My 2021 reading continues to be excellent with three more books finished, all in the “really liked” column! I did have my first DNF of the year which I’ll talk about below. I have some upcoming books, I’m truly excited to read, so life looks good on the reading front. Honestly, life would be so much harder right now without books to get lost in!
Hosted by Kathryn at Book Date
Last 2 Weeks’ Reads
- Faye, Faraway by Helen Fisher (1/26) involves time travel, so I was nervous about it. I needn’t have worried. While the time travel itself was a little out there, I liked the heart of the story about a woman who stumbles upon a way to go back in time and know the mother she lost as a young child. Review later this month.
- A young Arab couple living in the U.S. divorce, he returns to home; she stays in the U.S. with their daughter, Hanadi; visitations happen regularly. Then, mother and daughter vanish. Bride of the Sea by debut author Eman Quotah (1/26) is this story, but even more the impact of it all on Hanadi. Review on Thursday.
- The print ARC of Dark Horses by Susan Mihalic (2/16) came with a cover on top of the real cover with warnings about the difficult content of this debut. The publisher was right to warn because it is a disturbing story in the vein of My Dark Vanessa by Kate Elizabeth Russell. All that said, I really liked this dark, dark coming-of-age story. Review next month.
Tried, but Didn’t Finish
- I first tried The Prophets by Robert Jones, Jr. on audio and after a few chapters of enjoying the story, I began to feel really confused about the different characters. I thought it might work better in print. Then I got a library copy and started over. That didn’t work for me either. My mind just isn’t in a place for something quite so abstract right now.

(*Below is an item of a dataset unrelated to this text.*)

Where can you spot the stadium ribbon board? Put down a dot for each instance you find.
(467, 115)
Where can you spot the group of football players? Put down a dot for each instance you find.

- Black Buck by Mateo Askaripour (1/5) has had a lot of positive buzz around it, so I was happy to receive a copy on audio, I have a little over two hours left and It’s been interesting. I loved it at first, but then began to feel like it was a little too much, but now am curious to see where it ends up. Stay tuned!
- Sometimes you find a book that personally resonates with you and that is Landslide by Susan Conley (2/2) for me. It’s the story of the mother of two teenage sons with a marriage in a precarious situation. With only 12% left, everything about it is working for me.
Likely to Read Next
- I’ve heard some mixed reviews of This Close to Okay by Leesa Cross-Smith (2/2), but I’m going to give it a try for myself. It’s the story of a recently divorced therapist and the man she saves from jumping off a bridge. Hopefully, it explores the two characters without devolving into an unlikely romance.
- I’m very much looking forward to reading Nancy Johnson’s debut, The Kindest Lie (2/2). From the publisher: “The Kindest Lie captures the heartbreaking divide between Black and white communities and offers both an unflinching view of motherhood in contemporary America and the never-ending quest to achieve the American Dream.”